When it comes to museums in the Pacific Northwest, Portland’s Art Museum is the granddaddy of them all, having opened its doors back in 1892. Through the years, it has amassed a large and interesting collection. Over 112,000 square feet of exhibition space is devoted to only a fraction of the museum’s collection of more than 50,000 objects. The American Alliance of Museums has extended the museum’s accreditation until 2024.
Highlights include Northwest art, Asian art, photography, English silver, graphic arts, and Native American artifacts. Vincent van Gogh’s Cart with Black Ox is a must-see at the Portland Art Museum. Included in the museum is the Northwest Film Center as well as the Crumpacker Family Library, which focuses on the visual arts. Every month on the first Thursday, the museum is open late for free.
The most recent renovations brought the Portland Art Museum’s total square footage up to 240,000, making it one of the 25 largest art museums in the United States. The exhibition area alone is about 112,000 square feet. Over 42,000 pieces of art are housed in the permanent collection, and a major touring exhibition is always on display. There are permanent displays of Asian art, modern and contemporary art, Northwest art, art from the Pacific Rim, and a public sculpture garden located in the museum’s outdoor space. The Portland Art Museum also houses the Northwest Film Center.
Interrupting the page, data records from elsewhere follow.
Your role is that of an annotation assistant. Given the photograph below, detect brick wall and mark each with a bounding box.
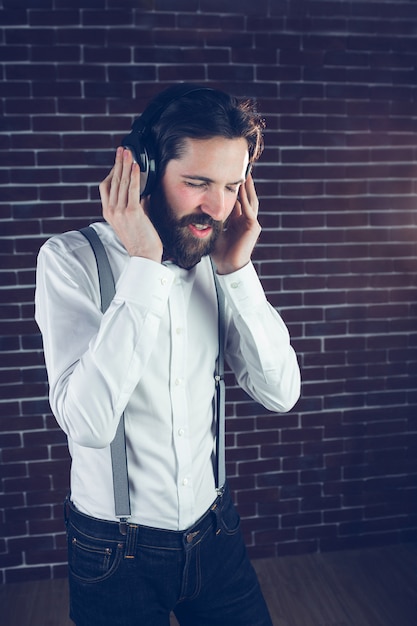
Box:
[0,0,417,581]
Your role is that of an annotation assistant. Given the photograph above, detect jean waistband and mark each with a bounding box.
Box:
[65,488,230,549]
The museum’s origins may be traced back to 1892, when it was founded as the Portland Art Association. In the fall of that year, seven influential locals in business and the arts got together to form an association with the goal of opening a first-rate art museum in the city of nearly 50,000 people. One hundred plaster casts of ancient Greek and Roman sculptures were purchased with money provided to the museum by Henry Corbett. The collection’s pieces were chosen by Winslow B. Ayer and his wife while traveling around Europe. Before leaving, curators from the Met in New York and the MFA in Boston gave them guidance on which works to bring. The Multnomah County Library, at Southwest Seventh and Stark streets in the Central Business District, was the first venue to showcase the collection.